Looking at the index in several different time frames, there
were both weekly and monthly trendlines looking back five years and ten years
respectively, that the price was interacting with simultaneously. When this
happens, my trader instincts tell me the price should at least consolidate
before choosing to either continue higher, or retrace lower. In this instance,
nothing. Not even a pause.
First thing’s first, I rebalanced my currency portfolio to
reflect the robustness of the breakout. Then I set about deconstructing the
reasoning behind this particular show of confidence by market participates in
the dollar.
Since I last checked, (talk to a part time worker) the
economic environment in the US has not been improving at any measurably
increasing rate. Financial and economic statistics have been streaming in, and
at this point no alarm bells have been sounded in either direction for growth
forecasts. Still the same slow growth in GDP, still the same little-to-no wage
growth, still the same low inflation expectations. Overall, things are just still.

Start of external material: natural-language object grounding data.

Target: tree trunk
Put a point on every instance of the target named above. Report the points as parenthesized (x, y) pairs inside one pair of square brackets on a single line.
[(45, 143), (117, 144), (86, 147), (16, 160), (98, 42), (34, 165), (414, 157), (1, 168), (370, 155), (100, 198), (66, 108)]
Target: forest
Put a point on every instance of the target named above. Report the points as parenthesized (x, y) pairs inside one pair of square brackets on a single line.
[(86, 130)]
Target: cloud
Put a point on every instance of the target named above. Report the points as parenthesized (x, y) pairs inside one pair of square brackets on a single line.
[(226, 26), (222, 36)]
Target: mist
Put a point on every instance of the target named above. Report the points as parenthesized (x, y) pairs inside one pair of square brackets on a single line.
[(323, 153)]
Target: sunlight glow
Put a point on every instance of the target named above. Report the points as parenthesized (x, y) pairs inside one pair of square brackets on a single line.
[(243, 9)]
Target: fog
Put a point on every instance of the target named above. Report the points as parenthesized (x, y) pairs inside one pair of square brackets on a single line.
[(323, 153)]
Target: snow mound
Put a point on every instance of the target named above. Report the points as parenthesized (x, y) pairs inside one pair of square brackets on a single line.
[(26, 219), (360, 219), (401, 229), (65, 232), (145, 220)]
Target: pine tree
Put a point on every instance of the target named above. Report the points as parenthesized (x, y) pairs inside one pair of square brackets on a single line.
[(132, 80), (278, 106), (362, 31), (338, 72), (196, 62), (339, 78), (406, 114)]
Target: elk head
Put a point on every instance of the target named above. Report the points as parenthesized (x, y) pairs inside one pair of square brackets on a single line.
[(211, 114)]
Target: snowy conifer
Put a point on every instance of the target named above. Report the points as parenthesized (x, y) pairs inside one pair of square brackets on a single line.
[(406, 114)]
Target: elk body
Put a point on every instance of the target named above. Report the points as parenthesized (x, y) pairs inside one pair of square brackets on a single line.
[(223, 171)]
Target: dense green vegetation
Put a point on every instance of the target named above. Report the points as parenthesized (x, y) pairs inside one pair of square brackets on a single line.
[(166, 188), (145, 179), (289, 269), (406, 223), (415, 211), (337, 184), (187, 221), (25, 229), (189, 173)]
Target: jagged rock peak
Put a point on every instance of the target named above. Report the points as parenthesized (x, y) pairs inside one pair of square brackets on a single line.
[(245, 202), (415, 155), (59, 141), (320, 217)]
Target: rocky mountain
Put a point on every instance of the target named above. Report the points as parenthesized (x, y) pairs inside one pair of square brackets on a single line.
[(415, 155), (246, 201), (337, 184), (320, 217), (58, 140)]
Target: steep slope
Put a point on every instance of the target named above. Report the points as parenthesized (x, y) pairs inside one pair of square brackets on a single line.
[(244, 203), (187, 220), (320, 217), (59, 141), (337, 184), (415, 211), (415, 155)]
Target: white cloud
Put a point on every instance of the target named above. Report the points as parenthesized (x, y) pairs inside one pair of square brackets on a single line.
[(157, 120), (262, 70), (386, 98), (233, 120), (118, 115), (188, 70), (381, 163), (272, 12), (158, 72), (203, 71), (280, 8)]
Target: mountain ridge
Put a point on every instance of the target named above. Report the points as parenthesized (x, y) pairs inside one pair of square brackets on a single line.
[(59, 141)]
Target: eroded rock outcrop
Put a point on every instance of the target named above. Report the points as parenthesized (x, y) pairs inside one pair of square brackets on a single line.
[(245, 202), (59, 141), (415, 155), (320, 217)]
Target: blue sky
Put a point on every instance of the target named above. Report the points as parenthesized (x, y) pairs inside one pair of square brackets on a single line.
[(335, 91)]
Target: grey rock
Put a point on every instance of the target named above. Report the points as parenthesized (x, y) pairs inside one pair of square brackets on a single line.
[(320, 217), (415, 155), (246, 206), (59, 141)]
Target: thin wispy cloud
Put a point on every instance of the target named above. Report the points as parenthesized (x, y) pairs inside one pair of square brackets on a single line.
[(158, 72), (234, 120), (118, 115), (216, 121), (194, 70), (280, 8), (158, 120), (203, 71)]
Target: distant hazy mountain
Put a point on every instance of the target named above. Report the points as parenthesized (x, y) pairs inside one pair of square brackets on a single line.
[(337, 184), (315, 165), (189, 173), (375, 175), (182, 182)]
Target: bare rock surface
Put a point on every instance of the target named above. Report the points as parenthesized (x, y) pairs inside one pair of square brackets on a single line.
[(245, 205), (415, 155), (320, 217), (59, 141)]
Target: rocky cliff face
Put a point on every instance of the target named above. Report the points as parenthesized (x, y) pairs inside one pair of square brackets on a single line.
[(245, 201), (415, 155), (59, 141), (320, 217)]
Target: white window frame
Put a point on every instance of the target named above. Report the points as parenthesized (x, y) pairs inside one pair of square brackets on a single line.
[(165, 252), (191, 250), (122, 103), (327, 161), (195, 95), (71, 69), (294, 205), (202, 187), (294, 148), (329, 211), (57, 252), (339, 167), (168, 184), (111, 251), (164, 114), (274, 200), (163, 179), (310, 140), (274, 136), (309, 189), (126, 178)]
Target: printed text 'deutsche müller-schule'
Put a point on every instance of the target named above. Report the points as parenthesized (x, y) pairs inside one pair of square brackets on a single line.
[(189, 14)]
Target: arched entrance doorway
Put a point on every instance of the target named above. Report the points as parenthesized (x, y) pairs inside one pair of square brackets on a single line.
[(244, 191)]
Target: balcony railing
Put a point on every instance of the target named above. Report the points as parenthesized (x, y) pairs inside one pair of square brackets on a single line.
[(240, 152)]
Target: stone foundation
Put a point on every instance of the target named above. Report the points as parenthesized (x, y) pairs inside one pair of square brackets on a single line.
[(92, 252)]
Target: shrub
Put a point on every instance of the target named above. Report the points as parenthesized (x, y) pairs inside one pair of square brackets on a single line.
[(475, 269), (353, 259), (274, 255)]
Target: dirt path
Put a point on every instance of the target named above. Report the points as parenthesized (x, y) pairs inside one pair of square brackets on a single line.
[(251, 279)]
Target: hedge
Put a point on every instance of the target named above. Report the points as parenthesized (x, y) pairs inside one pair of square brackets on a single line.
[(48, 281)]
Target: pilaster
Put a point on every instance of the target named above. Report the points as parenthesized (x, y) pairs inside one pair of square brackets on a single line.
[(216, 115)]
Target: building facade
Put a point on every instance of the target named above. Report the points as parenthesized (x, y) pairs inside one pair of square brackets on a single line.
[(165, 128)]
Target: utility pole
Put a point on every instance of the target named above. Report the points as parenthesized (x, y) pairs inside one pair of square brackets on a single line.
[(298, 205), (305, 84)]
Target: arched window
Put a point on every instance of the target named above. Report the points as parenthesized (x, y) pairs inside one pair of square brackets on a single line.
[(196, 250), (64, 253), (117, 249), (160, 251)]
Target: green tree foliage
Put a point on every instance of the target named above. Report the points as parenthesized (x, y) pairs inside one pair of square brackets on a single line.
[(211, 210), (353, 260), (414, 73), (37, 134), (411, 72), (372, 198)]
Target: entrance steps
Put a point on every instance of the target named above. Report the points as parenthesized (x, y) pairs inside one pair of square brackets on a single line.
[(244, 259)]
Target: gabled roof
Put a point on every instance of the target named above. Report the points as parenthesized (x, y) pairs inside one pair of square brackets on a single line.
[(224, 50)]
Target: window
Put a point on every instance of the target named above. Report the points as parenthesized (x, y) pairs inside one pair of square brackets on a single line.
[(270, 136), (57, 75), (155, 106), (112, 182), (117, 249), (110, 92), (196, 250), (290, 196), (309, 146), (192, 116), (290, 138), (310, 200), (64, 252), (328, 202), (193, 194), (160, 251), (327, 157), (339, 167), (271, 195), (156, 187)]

So if the dollar’s appreciation does not seem justifiable
with the environment in the US, then it lends to logic that it may be from
[perceived] weakness abroad. Also lending to the idea of weakness abroad, is
the recent [two week] trend of the 10-year Treasury rate measured by the
futures contract (/ZN). Borrowing costs for the US government has been trending
lower, which indicates to me that investment capital might be seeking a safe
haven in US government debt, and not necessarily seeking higher yields.
Granted economic statistics are backward facing, I am now
more astute to data releases that reflect a changing or even negative sentiment
in foreign markets. Over time, and usually not with too much of a delay, the
statistics tend to reflect the international flows of speculative capital, as
the ebbs and flows of money change the fundamentals on the ground.